Burjuva toplumu, burjuvazinin egemenlik aracı dışında “sivil toplum” gösterme konseptlerinin çürük temeli, Engels’e dayanarak yaptığımız bu kısa özetle açıktır. Sınıflı toplumlarda devletle ilişkili burjuva toplumun bu “sivil” adedi gerçek dışı bir mitolojidir. Bu mitolojik efsaneler tiyatrosunun tirajı komik sahneleri kahkaha tufanı için iyidir de tarihin bilimsel açıklanmasına gelince, işe yaramazdır. Boş kurgularla hikâye üretenlerin konusu olabilir, ama diyalektik-tarihsel materyalistler için, özü burjuva olan sözde “sivil toplum”, (güldürücü oyunu olarak sahnelense de) kabul edilmez işkencedir. Tarihsel bilgiler kovulmak istenseler de bilimsel öğretinin tanıklarıdırlar, yaşayanlarıdırlar. Tanık ifadelerinin de onayladığı gerçekler şunlardır: Tanık yaşanmış, yaşanan pratiktir. 18.yüzyıl Fransız filozofları, us’u her şey görüyorlardı. Devlet ve toplum eğer bu us’a dayanırsa ölümsüz us’sun “adaleti” meseleleri çözecek diye düşünülüyordu. Fransız devrimiyle kurulan devlet ve toplum, Rousseau’nun “toplum sözleşmesi” terörle buluşmuştu. Burjuvazinin “eşitlik-özgürlük-kardeşlik”, aldatmacası› Napolyon despotizmine sarılmıştı. Vaaz edilen ölümsüz barış balonu patlamış, sürekli fetih savaşlarına sürüklenilmişti. Us ile son verileceği düşünülen zengin yoksul karşıtlığı daha da derinleşmişti.
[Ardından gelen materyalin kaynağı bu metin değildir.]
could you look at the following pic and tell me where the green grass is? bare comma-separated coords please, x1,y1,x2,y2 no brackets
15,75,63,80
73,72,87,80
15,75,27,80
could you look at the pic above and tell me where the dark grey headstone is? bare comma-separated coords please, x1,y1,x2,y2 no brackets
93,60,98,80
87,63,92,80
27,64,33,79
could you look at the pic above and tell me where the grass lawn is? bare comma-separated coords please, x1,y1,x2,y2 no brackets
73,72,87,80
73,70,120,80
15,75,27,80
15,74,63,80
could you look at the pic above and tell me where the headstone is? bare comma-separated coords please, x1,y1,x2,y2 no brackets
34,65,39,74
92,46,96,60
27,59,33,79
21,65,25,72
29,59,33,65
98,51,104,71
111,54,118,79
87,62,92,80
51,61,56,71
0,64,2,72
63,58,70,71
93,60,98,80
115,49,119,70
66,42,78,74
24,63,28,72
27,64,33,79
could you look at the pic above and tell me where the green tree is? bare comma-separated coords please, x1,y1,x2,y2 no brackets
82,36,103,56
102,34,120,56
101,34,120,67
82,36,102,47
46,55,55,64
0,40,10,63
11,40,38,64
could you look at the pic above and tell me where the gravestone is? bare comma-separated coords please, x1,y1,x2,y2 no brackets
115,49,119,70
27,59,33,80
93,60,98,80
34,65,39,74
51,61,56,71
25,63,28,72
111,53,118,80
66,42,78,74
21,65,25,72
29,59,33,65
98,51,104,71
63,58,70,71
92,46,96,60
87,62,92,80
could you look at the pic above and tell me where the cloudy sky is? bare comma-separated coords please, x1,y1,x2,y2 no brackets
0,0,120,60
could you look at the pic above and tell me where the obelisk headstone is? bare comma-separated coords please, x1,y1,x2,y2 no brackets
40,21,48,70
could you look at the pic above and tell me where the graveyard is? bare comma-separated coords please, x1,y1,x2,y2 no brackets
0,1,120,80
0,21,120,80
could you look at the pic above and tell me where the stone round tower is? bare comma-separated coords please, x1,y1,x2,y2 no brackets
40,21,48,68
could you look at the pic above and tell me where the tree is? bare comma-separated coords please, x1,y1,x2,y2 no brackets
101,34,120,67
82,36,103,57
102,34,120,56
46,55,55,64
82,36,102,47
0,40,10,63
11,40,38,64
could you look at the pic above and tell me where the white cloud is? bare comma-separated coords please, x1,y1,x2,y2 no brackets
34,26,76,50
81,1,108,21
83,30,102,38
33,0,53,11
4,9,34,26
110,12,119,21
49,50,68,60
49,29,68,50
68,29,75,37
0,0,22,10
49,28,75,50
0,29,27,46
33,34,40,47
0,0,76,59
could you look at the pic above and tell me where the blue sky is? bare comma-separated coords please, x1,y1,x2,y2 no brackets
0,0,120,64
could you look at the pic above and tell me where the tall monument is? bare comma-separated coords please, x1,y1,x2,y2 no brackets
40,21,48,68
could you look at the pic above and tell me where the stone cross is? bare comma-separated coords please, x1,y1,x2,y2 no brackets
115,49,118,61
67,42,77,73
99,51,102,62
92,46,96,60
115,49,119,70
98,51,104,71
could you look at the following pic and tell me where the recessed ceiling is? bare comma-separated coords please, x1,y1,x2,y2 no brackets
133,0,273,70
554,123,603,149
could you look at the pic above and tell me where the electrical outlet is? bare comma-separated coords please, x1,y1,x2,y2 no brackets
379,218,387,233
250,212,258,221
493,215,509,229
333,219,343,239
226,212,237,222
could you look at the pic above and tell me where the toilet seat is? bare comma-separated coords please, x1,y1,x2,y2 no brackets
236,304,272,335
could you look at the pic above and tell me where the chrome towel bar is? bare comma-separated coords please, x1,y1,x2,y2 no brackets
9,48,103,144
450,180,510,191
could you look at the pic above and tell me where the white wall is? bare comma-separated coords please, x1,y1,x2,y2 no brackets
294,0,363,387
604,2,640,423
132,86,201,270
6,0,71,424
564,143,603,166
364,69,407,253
Engels’in ifade ettiği gibi, “böylece bu kurtuluş küçük burjuva ve küçük köylü bakımından her türlü mülkiyetten kurtuluş durumuna dönüşüyordu.” Bu kesimler, büyük sermaye ve büyük toprak mülkiyeti ile “eşit” bir rekabet içinde olamazdılar. “Eşit” denilen rekabet ortamında ezildiler. Ellerindeki mülkü kendilerini ezenlere satmak, devretmek durumunda kaldılar. Kapitalist temel üzerinde gelişen sanayi, sadece işçi sınıfı açısından değil, sefaleti toplumun karakteristiği haline getirdi. Çıplak feodal cebirin yerini alan para ile yine Engels’in ifadesiyle “ilk gece hakkı, feodal beylerden burjuva fabrikatörlere geçti. Fuhuş görülmemiş derecede yayıldı.” Ticaret özgürlüğü dedikleri aslında bir dolandırıcılıktı. Yozlaşma had safhaya varmıştı. Kerameti us’tan bekleyen aydınlanmacı filozofların beklentileri çökmüştü. Tabelasında da “özgürlük” ve “eşitlik” yazılan burjuva toplumun tüm kurumları emekçiler açısından aldatıcı bir maske ile, burjuva egemenlik hizmetindeydiler. Saint-Simon ve Owen daha o dönemler bu sorunları ele almışlardı. Komünizmin tohum halindeki fikirleri filizleniyordu. Siyasal kurumların belli bir ekonomik temele dayandığı, tarihsel, ekonomik koşullara bağlı olarak sınıf mücadeleleri yoluyla bunların değiştiği aynı şekilde ve devrimle değişeceğine Simon dikkat çekmişti. Siyaset-iktisat ilişkilerini ele almış, devletin mutlak olmadığı, tarihsel bir olgu olduğu, siyasal yönetimden şeylerin ve üretim işlemlerinin yönelimine geçişle, onun da zamanını tarih içinde dolduracağı ortadan kalkacağına işaret edilmişti. Tabii ki bunlar, Marksist öğretinin formüle ettiği komünizm ideoloji-teori-siyaset ve onun ekonomi politik, bilimsel sosyalizm, diyalektik materyalist bileşenlerinin ancak tohumları olabilecek bir düzeydeydiler. Burada Owen’i de kısaca anmak durumundayız.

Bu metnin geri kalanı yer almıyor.